L37159 Anliegerbeitrag Aufschließungsbeitrag Interessentenbeitrag
Wien;
L80009 Raumordnung Raumplanung Flächenwidmung Bebauungsplan Wien;
L80409 Altstadterhaltung Ortsbildschutz Wien;
L82000 Bauordnung;
L82009 Bauordnung Wien;
10/07 Verwaltungsgerichtshof;
40/01 Verwaltungsverfahren;

Norm

BauO Wr §124 Abs1;
BauO Wr §125 Abs1 lita;
BauO Wr §125 Abs4;
BauO Wr §135 Abs1;
BauO Wr §60 Abs1 lita;
BauRallg;
VStG §7;
VwGG §42 Abs2 Z1;

Betreff

Der Verwaltungsgerichtshof hat durch den Vorsitzenden Senatspräsident DDr. Jakusch und die Hofräte Dr. Kail, Dr. Pallitsch, Dr. Hinterwirth und Dr. Moritz als Richter, im Beisein der Schriftführerin Mag. Gubesch, über die Beschwerde des Dr. M P in W, vertreten durch Cerha Hempel Spiegelfeld Hlawati Partnerschaft von Rechtsanwälten in 1010 Wien, Parkring 2, gegen den Bescheid des Unabhängigen Verwaltungssenates Wien vom 31. Dezember 2004, Zl. UVS-04/A/30/8007/2002-8, betreffend Übertretung der Bauordnung für Wien (weitere Partei: Wiener Landesregierung), zu Recht erkannt:

Spruch

Der angefochtene Bescheid wird wegen Rechtswidrigkeit seines Inhaltes aufgehoben.

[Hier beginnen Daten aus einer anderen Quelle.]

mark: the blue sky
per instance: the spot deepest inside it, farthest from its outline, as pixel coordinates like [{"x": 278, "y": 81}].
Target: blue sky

Die Bundeshauptstadt Wien hat dem Beschwerdeführer Aufwendungen in der Höhe von EUR 1.171,20 binnen zwei Wochen bei sonstiger Exekution zu ersetzen.

Begründung

Mit Aufforderung zur Rechtfertigung vom 13. Dezember 2001 wurde dem Beschwerdeführer vorgeworfen, dass er als handelsrechtlicher Geschäftsführer der I. GmbH, die persönlich haftende Gesellschafterin der I. GmbH & CO KEG sei, zu verantworten zu haben, dass diese Gesellschaft als Bauherrin auf einer näher bezeichneten Liegenschaft in Wien 12 in der Zeit vom 3. September 2001 bis 6. September 2001 entgegen § 60 Abs. 1 lit. a Bauordnung für Wien (BO) näher umschriebene Arbeiten habe durchführen lassen, ohne hiefür die vorher erforderliche Baubewilligung erwirkt zu haben. Dies stelle eine Verwaltungsübertretung nach § 60 Abs. 1 lit. a iVm § 135 Abs. 1 BO dar.

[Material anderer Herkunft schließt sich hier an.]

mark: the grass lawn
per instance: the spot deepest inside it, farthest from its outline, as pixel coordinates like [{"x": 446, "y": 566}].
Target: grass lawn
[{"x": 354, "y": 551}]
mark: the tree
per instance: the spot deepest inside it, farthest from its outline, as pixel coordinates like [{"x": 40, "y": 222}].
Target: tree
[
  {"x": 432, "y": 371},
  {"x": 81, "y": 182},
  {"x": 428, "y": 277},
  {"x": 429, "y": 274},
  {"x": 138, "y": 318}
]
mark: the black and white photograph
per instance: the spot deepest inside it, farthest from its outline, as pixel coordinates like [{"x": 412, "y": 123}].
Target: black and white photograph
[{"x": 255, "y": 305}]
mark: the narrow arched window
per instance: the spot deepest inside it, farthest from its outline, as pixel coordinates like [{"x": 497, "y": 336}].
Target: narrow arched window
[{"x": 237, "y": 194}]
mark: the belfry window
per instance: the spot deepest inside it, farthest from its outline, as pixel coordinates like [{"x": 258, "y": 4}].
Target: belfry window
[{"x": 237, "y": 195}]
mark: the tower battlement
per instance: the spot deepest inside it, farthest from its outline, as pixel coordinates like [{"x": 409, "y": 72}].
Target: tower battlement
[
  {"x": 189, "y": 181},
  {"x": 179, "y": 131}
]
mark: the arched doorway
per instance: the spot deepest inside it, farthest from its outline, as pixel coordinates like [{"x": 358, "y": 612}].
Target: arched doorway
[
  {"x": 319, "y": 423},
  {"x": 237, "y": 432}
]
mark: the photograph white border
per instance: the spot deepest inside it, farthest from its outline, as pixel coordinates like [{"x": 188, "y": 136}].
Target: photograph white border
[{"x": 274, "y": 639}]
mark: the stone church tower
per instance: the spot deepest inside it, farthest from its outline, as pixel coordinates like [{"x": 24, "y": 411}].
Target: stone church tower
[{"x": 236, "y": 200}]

In einer Stellungnahme vom 19. März 2002 legte der Beschwerdeführer im Wesentlichen dar, dass zwischen der I. GmbH & CO KEG und Architekt DI S. am 28. Dezember 2000 ein Planungsvertrag hinsichtlich der Generalsanierung und Aufstockung des gegenständlichen Gebäudes geschlossen worden sei. Mit Bescheid vom 17. April 2001 sei die Bewilligung zum Umbau erteilt worden. In Ausführung dieser Baubewilligung sei unter Aufsicht und Oberleitung des Architekten vom Bauführer, der A. GmbH & CO KG, mit dem Umbau begonnen worden. Dem Beschwerdeführer sei nicht bekannt gewesen, dass mit der Baubewilligung nicht das Auslangen für den gesamten geplanten Umbau gefunden werden könne.

Mit Straferkenntnis des Magistrates der Stadt Wien vom 19. August 2002 wurde dem Beschwerdeführer das oben genannte Delikt angelastet und über ihn eine Geldstrafe von EUR 735,-- (Ersatzfreiheitsstrafe von fünf Tagen und sechs Stunden) sowie ein Betrag von EUR 73,50 als Beitrag zu den Kosten des Strafverfahrens verhängt. In der Begründung wurde u.a. ausgeführt, dass die Verantwortung des Bauherrn gemäß § 125 Abs. 4 BO unberührt bleibe, auch wenn ein Bauführer vorhanden sei.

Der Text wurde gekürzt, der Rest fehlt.